How Security Guards Deal with a Difficult Guest Safely


Being a security guard is a tough job, particularly when it comes to dealing with difficult customers. It’s fundamental to both the officer’s integrity and the company image that difficult customers are dealt with respectfully and efficiently. Here are some top tips for security guards when dealing with a difficult guest.

1. Listening is key

This might seem like a challenge if a difficult customer is being loud or unreasonable, but the trick is to always treat them with respect. After all, they might feel they have every right to be acting the way they are, and you won’t know this unless you listen carefully.

A security guard should make every effort to maintain eye contact with the difficult customer, and to respond as they talk. Showing that you’re actively listening to someone’s issues is a great way to begin calming them down, and shows that you are still treating them with respect.

Benefits of listening to difficult customers 

2. Understand their perspective

This goes hand-in-hand with listening, but a security guard should always be understanding when dealing with difficult customers. By showing empathy, you are demonstrating that this person is worth listening to, and that they have a right to voice their opinions.

Understanding a difficult guest is another great way to begin calming them down, and whether you do truly understand is essentially irrelevant. Many people calm down after having a chance to vent their feelings, and offering them an understanding ear allows them to talk out their problems, which might also help them see their error.

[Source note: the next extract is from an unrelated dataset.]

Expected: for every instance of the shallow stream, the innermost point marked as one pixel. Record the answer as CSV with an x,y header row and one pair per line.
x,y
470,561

3. Don’t get emotionally involved

security guards deal with difficult customers angry man

As a security guard, it’s not your place to become emotionally invested in a situation. This lowers your professionalism, and is only inviting more trouble from the difficult customers. Shouting at someone, or even offering a shoulder to cry on, isn’t part of the job description. Your job is to de-escalate the situation enough for the customer to leave, or to resolve it amicably.

4. Don’t become forceful if possible

Whether it’s in your job description or not, becoming forceful or physical when dealing with difficult customers is a sure way to make a situation worse. People can become very threatened if someone starts throwing their weight around, particularly if you’re much bigger than them.

Do everything in your power to diffuse a situation before it gets to this stage. If this is impossible, and you’re able to, call for backup to help ease tensions. Difficult customers are best dealt with using compassion and empathy rather than physical size and intimidation.

Difficult customers are arguably the bane of many security guards, but also one of the main reasons they’re around. A security officer should approach any situation in a calm and collected manner, both for the difficult customer, and to maintain their employer’s credibility. The last thing a security guard wants is to compromise their job by dealing with a difficult customer in a bad way.